The MPC and the Governor are simply not taking things anything like sufficiently seriously. They’ve deferred to fiscal policy, claiming (not very credibly) no inside knowledge of today’s Budget, but (a) it is four months from an election and who knows what fiscal policy will actually be delivered over time, and (b) as noted above, even with all that support, inflation still materially undershoots the target they have been formally given.
Finally, of course, there is no suggestion that the MPC is interested in doing anything at all to ease the rules – imposed the Bank – that create something like an effective lower bound (modestly negative) on nominal interest rates. That is just irresponsible. If the MPC won’t act, the Board should insist. If they can’t make any headway – or, more likely, won’t even try – the Minister needs to act.
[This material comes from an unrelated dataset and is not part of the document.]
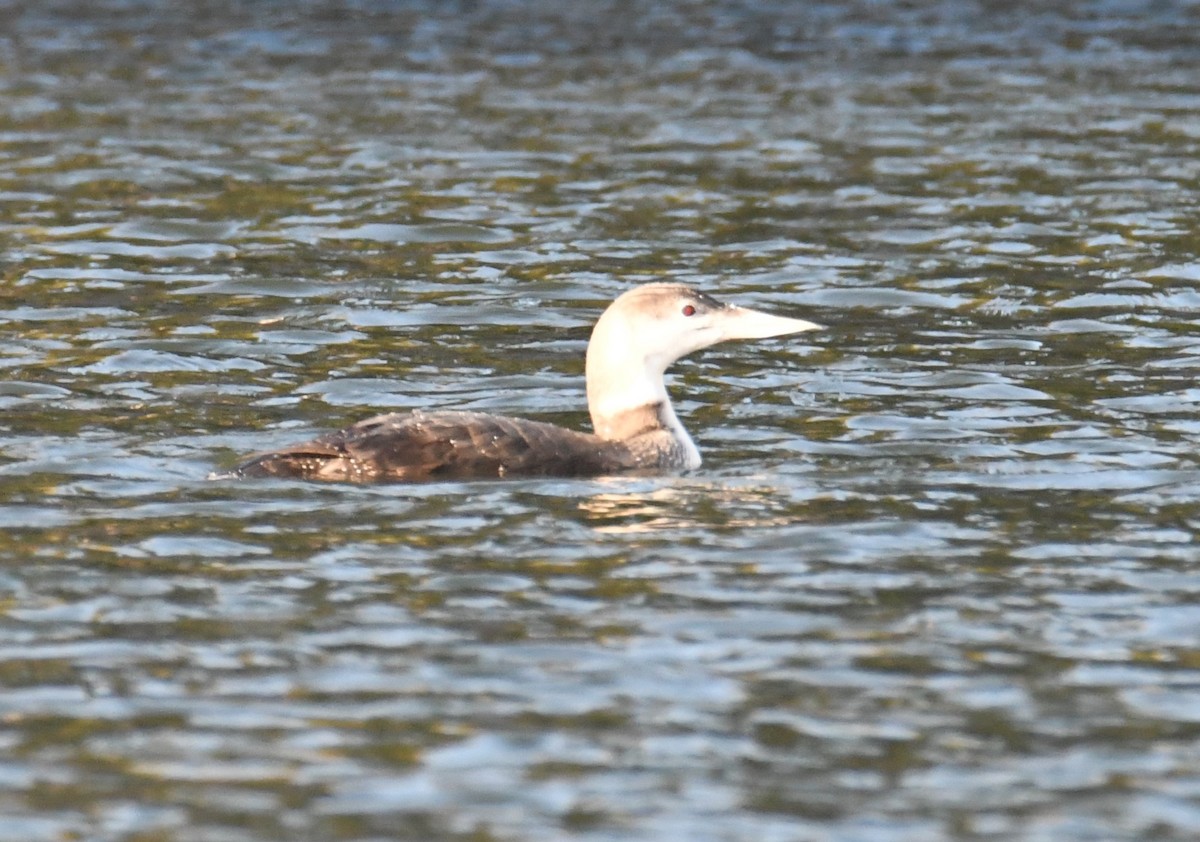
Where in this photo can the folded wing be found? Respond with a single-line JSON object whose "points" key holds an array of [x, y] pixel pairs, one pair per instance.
{"points": [[420, 446]]}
At present, the MPC appears to be frustrating the clear intentions of Parliament and the Minister – price stability with monetary policy doing all it can to support maximum sustainable employment. Laws are written to provide remedies for these exceptional circumstances. If the Minister refuses to use them, he shares the blame.
For his Zoom press conference yesterday, the Governor was flanked – excuse the grainy photo – by his billboard boasting of/aspiring to being “Best Central Bank”
You be the judge. But however well the people down the organisations are doing, the statutory appointees – those we are supposed to be able to hold to account – are again/still falling well short, led by the Governor.